Это направило мысли его на другое. Кто до него торговал своею поэзией и можно ли жить на стихи? По старым понятиям, это было зазорно для дворянина. Но для себя он это крепко решил, пусть называется это цинизмом! Он вспомнил свое же признание: «Правда, я пишу только под прихотливым влиянием вдохновения, но раз стихи уже написаны – я смотрю на них только как на товар, по стольку-то за штуку». Чистое творчество не мыслит оплате. Но плата приходит потом. Это только законно.
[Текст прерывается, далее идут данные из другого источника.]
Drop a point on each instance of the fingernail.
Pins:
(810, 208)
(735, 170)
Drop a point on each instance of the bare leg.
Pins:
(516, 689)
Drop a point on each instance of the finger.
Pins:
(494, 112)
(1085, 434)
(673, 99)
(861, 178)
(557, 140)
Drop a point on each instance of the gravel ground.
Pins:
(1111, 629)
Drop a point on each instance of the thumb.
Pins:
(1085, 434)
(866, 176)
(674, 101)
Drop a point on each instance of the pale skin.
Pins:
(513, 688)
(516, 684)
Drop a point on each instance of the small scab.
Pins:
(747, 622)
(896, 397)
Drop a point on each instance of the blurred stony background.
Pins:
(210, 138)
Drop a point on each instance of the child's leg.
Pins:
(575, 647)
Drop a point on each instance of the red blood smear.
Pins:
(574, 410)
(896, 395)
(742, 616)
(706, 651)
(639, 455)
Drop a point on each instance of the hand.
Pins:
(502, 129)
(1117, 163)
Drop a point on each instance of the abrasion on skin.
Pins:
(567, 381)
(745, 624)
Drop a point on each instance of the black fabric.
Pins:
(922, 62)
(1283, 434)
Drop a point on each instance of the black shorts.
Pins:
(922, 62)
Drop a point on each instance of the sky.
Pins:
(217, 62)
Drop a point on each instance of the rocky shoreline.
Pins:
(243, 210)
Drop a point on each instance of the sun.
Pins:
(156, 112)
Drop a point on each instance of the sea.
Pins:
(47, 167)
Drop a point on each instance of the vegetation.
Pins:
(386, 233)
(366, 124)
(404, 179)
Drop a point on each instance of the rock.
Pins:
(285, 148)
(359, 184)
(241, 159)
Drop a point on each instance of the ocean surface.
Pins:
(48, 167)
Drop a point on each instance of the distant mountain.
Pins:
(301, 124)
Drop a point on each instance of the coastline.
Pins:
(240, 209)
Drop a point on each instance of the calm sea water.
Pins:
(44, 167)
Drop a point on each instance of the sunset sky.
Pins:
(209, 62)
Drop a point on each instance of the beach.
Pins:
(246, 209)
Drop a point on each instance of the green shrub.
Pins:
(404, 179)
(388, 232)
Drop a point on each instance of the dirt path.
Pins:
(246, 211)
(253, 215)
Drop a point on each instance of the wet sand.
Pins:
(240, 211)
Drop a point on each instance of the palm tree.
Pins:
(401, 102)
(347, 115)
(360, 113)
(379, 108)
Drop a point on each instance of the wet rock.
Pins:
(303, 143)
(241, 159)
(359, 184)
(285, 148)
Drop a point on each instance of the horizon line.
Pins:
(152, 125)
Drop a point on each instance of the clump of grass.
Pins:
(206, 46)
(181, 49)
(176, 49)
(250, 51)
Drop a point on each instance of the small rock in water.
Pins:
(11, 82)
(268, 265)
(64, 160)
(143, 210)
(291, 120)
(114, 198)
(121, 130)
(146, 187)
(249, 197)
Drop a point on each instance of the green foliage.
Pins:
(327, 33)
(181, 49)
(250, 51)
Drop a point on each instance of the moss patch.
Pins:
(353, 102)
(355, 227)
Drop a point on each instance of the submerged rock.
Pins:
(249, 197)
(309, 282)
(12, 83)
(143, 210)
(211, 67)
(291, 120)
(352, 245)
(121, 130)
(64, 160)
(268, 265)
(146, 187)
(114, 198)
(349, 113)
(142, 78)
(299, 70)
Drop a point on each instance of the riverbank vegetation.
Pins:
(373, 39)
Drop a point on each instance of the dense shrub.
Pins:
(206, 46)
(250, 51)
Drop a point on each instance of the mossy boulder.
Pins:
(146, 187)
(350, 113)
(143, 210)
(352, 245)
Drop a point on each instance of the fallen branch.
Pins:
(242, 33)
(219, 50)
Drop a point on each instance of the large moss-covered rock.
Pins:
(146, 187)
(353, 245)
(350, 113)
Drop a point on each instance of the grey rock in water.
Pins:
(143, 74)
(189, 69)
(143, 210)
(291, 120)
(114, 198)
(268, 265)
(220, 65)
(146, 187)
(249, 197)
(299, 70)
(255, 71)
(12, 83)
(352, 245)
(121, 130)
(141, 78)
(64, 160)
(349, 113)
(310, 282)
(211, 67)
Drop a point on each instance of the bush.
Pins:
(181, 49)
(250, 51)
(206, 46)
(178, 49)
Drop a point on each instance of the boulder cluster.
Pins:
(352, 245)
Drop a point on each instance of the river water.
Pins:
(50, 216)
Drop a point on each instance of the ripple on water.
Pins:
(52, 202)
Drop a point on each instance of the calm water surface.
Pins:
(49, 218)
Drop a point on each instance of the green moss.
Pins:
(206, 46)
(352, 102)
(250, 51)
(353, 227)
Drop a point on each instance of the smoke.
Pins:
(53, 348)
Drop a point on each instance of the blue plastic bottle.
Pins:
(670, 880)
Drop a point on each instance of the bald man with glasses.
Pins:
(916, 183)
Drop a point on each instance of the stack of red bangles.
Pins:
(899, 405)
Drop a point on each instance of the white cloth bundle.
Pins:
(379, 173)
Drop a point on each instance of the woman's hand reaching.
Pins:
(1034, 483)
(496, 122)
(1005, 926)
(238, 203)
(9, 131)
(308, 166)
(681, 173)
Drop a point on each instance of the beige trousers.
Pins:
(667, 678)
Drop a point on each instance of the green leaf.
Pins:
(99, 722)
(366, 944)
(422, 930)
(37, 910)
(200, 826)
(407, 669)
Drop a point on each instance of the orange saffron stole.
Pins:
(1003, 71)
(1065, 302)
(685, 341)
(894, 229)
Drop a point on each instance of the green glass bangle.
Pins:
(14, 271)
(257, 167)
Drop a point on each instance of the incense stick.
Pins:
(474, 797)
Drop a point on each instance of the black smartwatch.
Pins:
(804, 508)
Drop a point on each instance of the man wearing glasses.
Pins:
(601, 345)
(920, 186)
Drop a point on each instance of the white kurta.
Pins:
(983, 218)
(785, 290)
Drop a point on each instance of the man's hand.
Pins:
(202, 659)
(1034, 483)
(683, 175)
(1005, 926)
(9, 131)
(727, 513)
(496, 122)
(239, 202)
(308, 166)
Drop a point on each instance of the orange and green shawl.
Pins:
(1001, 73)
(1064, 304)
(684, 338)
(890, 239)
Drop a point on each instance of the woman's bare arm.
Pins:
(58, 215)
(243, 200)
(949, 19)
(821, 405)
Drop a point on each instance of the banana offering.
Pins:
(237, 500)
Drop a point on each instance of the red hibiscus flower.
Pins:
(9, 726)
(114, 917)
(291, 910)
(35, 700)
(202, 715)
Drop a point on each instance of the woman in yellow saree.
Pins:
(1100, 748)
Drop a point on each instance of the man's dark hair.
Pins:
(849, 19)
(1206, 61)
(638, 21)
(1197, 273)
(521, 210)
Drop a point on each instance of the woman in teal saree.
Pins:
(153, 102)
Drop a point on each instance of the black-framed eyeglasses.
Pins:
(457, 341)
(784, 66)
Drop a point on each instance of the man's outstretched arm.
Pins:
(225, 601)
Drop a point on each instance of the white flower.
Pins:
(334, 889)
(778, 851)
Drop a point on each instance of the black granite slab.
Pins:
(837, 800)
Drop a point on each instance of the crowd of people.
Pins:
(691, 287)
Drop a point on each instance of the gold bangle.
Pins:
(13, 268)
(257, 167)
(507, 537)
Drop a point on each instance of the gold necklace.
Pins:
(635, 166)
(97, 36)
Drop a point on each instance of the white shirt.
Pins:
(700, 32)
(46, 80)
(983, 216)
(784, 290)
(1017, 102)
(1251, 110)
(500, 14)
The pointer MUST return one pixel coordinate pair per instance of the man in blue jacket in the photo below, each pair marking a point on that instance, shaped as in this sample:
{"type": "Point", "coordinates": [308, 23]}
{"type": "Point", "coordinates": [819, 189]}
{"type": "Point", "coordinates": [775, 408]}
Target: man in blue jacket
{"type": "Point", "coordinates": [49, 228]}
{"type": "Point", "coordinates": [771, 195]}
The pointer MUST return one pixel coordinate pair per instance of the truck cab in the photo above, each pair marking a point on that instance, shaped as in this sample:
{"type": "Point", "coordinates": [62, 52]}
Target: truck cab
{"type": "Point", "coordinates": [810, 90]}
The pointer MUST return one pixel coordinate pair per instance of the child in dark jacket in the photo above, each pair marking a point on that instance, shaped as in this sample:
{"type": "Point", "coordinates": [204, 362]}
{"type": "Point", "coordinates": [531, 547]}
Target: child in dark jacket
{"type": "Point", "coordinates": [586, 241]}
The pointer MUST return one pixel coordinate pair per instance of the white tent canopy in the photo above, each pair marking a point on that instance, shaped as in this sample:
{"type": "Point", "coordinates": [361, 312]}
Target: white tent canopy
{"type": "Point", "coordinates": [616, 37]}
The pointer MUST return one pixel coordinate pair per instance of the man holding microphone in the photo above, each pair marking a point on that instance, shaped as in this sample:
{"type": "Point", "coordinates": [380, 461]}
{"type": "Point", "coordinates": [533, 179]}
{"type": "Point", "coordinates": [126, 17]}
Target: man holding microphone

Он долго лежал на постели, забыв о часах. Но тут он откинул одеяло и простыни и сразу вскочил. Мысль о стихах, где все это высказать прямо, ему показалась заманчиво дерзкой. Краткая формула возникла внезапно, и быстро, размашистым почерком, карандашом, на подоконнике, он записал на небольшой четвертушке, не доканчивая слов, не заботясь о знаках препинания, две короткие строки:
Но продается вдохновенье,
Но можно рукопись продать!
Вот, вот! Именно так… И стал одеваться.
Но, одеваясь, он поглядел на свои голые ноги с ветвистыми крупными венами, и быстрая новая мысль заняла его: а что, если попробовать похлопотать, чтобы уехать отсюда лечиться?.. Куда? В Петербург? За границу? Заветная мысль! Не пустят. А если не пустят…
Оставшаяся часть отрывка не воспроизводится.